If you think this blog post is a little bit short, you can also watch my video that gives an introduction to sequential pattern mining(23 min, MP4 format)

Conclusion

In thisblog post, I have given a brief overview ofsequentialpatternmining, a very useful set of techniques for analyzingsequentialdata. If you want to know more about this topic, you may read the followingrecent survey paper that I wrote, which gives an easy-to-read overview of this topic, including the algorithms forfsequentialpatternmining, extensions, research challenges and opportunities.
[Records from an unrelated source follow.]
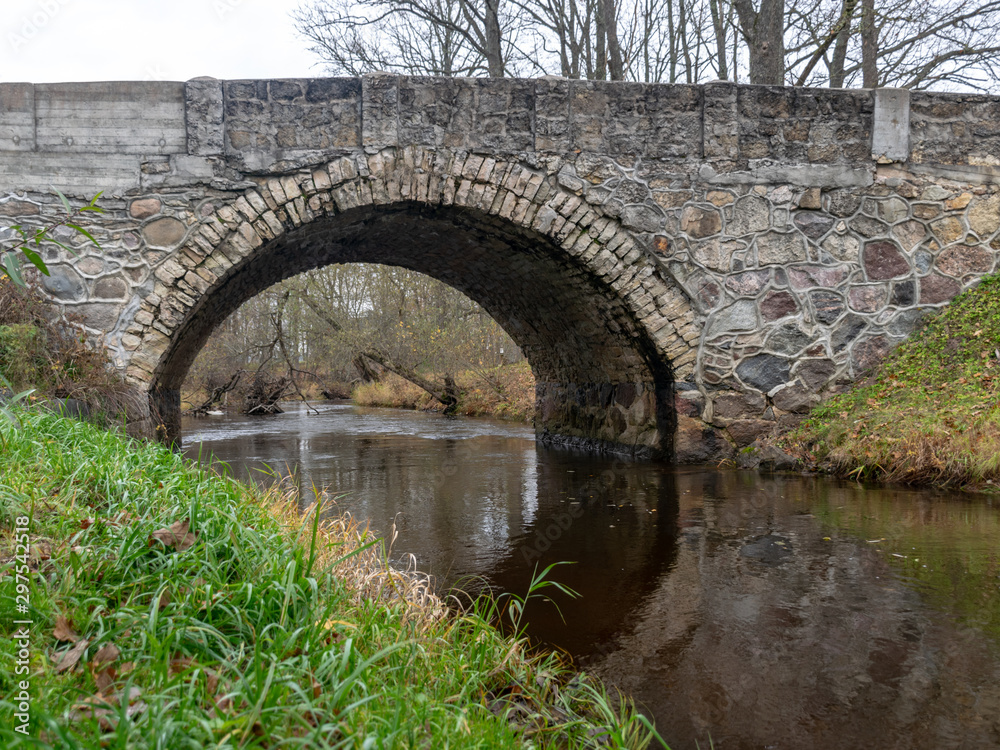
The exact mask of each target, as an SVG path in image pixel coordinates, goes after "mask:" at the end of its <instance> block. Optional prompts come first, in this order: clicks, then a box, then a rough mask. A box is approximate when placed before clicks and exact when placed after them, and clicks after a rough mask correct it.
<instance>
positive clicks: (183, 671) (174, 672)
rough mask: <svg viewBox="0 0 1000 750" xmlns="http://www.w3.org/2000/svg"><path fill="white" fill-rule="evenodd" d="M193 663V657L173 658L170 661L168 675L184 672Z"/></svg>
mask: <svg viewBox="0 0 1000 750" xmlns="http://www.w3.org/2000/svg"><path fill="white" fill-rule="evenodd" d="M193 663H194V657H191V656H180V657H174V658H173V659H171V660H170V674H180V673H181V672H186V671H187V670H188V669H190V667H191V665H192V664H193Z"/></svg>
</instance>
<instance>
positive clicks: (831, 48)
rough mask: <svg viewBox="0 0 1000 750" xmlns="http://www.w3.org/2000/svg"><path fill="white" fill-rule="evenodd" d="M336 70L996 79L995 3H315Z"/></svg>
mask: <svg viewBox="0 0 1000 750" xmlns="http://www.w3.org/2000/svg"><path fill="white" fill-rule="evenodd" d="M294 17H295V22H296V25H297V28H298V30H299V32H300V33H301V34H302V36H303V37H304V38H305V39H306V40H307V42H308V43H309V44H310V46H311V49H312V50H313V51H314V52H315V53H316V54H317V55H318V56H319V57H320V59H321V60H322V61H323V62H324V63H325V64H326V67H327V70H328V71H329V72H330V73H332V74H334V75H361V74H363V73H366V72H369V71H373V70H384V71H391V72H398V73H405V74H411V75H440V76H489V77H493V78H497V77H503V76H523V77H531V76H540V75H546V74H549V75H561V76H565V77H567V78H583V79H590V80H620V81H642V82H663V83H700V82H704V81H708V80H715V79H723V80H730V81H739V82H744V83H746V82H749V83H761V84H776V85H781V84H787V85H792V84H794V85H798V86H831V87H836V88H840V87H860V86H864V87H866V88H870V87H875V86H895V87H902V88H912V89H925V88H930V87H936V88H952V89H965V90H990V89H992V88H995V86H996V83H997V80H998V77H1000V76H998V74H1000V70H998V53H1000V0H880V2H879V3H877V4H876V3H875V0H313V2H311V3H309V4H307V5H304V6H302V7H301V8H300V9H299V10H298V11H296V12H295V14H294Z"/></svg>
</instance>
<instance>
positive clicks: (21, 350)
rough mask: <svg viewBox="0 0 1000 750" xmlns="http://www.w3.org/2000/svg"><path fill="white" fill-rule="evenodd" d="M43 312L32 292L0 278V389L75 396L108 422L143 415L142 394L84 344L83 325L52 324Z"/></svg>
mask: <svg viewBox="0 0 1000 750" xmlns="http://www.w3.org/2000/svg"><path fill="white" fill-rule="evenodd" d="M46 311H47V308H46V305H45V304H44V303H43V302H42V301H41V300H40V299H39V297H38V295H37V292H36V291H33V290H31V289H24V288H22V287H18V286H17V285H15V284H14V283H12V282H11V281H10V280H9V279H5V278H0V377H2V378H3V379H4V382H3V383H2V387H9V388H14V389H28V388H32V389H34V391H35V394H36V396H38V397H49V398H51V397H55V398H73V399H78V400H80V401H83V402H84V403H86V404H87V405H88V407H89V408H90V411H91V412H92V413H93V414H94V415H95V416H97V415H99V414H100V415H104V417H105V418H106V419H105V422H108V423H117V422H120V421H121V417H122V416H128V418H129V419H130V420H133V419H139V418H141V417H142V416H144V414H145V409H146V405H147V401H148V399H147V397H146V396H145V394H143V393H141V392H140V390H139V389H138V388H136V387H134V386H131V385H128V384H127V383H125V382H124V381H123V380H122V378H121V377H120V375H119V374H118V373H117V371H116V370H114V368H113V367H111V365H110V362H109V361H108V356H107V354H106V353H105V352H104V351H103V350H99V349H95V348H93V347H91V346H90V345H89V343H88V342H87V337H86V335H85V332H84V330H83V327H82V326H81V325H79V323H74V322H73V321H72V320H71V321H69V322H67V321H55V322H54V321H52V320H50V319H49V318H47V317H46Z"/></svg>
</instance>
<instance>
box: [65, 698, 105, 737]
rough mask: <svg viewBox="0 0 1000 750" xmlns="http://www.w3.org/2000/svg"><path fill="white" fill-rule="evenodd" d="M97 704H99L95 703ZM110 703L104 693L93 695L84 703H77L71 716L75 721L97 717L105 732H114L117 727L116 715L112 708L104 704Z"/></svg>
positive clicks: (84, 719)
mask: <svg viewBox="0 0 1000 750" xmlns="http://www.w3.org/2000/svg"><path fill="white" fill-rule="evenodd" d="M94 704H97V705H94ZM107 705H109V703H108V699H107V698H105V697H104V696H103V695H100V694H98V695H93V696H91V697H90V698H88V699H87V700H86V701H85V702H83V703H77V704H76V705H75V706H73V710H72V711H70V718H71V719H73V720H74V721H85V720H87V719H90V718H95V719H97V723H98V724H99V725H100V727H101V729H102V730H104V731H105V732H113V731H114V729H115V726H116V724H115V722H116V717H115V714H114V712H113V711H112V710H111V709H110V708H103V707H102V706H107Z"/></svg>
Fournier-Viger, P., Lin, J. C.-W., Kiran, R. U., Koh, Y. S., Thomas, R. (2017).A SurveyofSequentialPatternMining. Data Science andPatternRecognition, vol. 1(1), pp. 54-77.


Philippe Fournier-Vigeris a professor of Computer Science and also the founder of theopen-source data mining software SPMF,offering more than 120 dataminingalgorithms.

Related posts:

200,000 visitors on the SPMF website!Mining Episode Rules (video)A New Tool for Running Performance Comparison of Algorithms in SPMF 2.54
An Introduction to Sequential Pattern Mining (2024)
Top Articles
How to know if you’re rich in crypto? You hold it, you don’t spend it
Polygon Gas Estimator
Stretchmark Camouflage Highland Park
Ets Lake Fork Fishing Report
Online Reading Resources for Students & Teachers | Raz-Kids
Trade Chart Dave Richard
Skip The Games Norfolk Virginia
Turning the System On or Off
Dexter Gomovies
Water Days For Modesto Ca
Prestige Home Designs By American Furniture Galleries
Lcwc 911 Live Incident List Live Status
Carson Municipal Code
Army Oubs
Ally Joann
Google Doodle Baseball 76
Kringloopwinkel Second Sale Roosendaal - Leemstraat 4e
Https Paperlesspay Talx Com Boydgaming
Used Safari Condo Alto R1723 For Sale
Dragonvale Valor Dragon
Shreveport City Warrants Lookup
Dewalt vs Milwaukee: Comparing Top Power Tool Brands - EXTOL
Sadie Sink Reveals She Struggles With Imposter Syndrome
Chamberlain College of Nursing | Tuition & Acceptance Rates 2024
The Banshees Of Inisherin Showtimes Near Broadway Metro
Truck from Finland, used truck for sale from Finland
How rich were the McCallisters in 'Home Alone'? Family's income unveiled
Tu Housing Portal
Noaa Marine Forecast Florida By Zone
Bfri Forum
Rund um die SIM-Karte | ALDI TALK
Σινεμά - Τι Ταινίες Παίζουν οι Κινηματογράφοι Σήμερα - Πρόγραμμα 2024 | iathens.gr
Moses Lake Rv Show
Amici Pizza Los Alamitos
Hannibal Mo Craigslist Pets
Dr Adj Redist Cadv Prin Amex Charge
Trap Candy Strain Leafly
Hometown Pizza Sheridan Menu
Sas Majors
Clausen's Car Wash
No Boundaries Pants For Men
Homeloanserv Account Login
Guy Ritchie's The Covenant Showtimes Near Grand Theatres - Bismarck
Bekah Birdsall Measurements
Toomics - Die unendliche Welt der Comics online
Tommy Bahama Restaurant Bar & Store The Woodlands Menu
Neil Young - Sugar Mountain (2008) - MusicMeter.nl
303-615-0055
M Life Insider
Divisadero Florist
Primary Care in Nashville & Southern KY | Tristar Medical Group
Latest Posts
Article information

Author: Greg O'Connell

Last Updated:

Views: 5991

Rating: 4.1 / 5 (62 voted)

Reviews: 93% of readers found this page helpful

Author information

Name: Greg O'Connell

Birthday: 1992-01-10

Address: Suite 517 2436 Jefferey Pass, Shanitaside, UT 27519

Phone: +2614651609714

Job: Education Developer

Hobby: Cooking, Gambling, Pottery, Shooting, Baseball, Singing, Snowboarding

Introduction: My name is Greg O'Connell, I am a delightful, colorful, talented, kind, lively, modern, tender person who loves writing and wants to share my knowledge and understanding with you.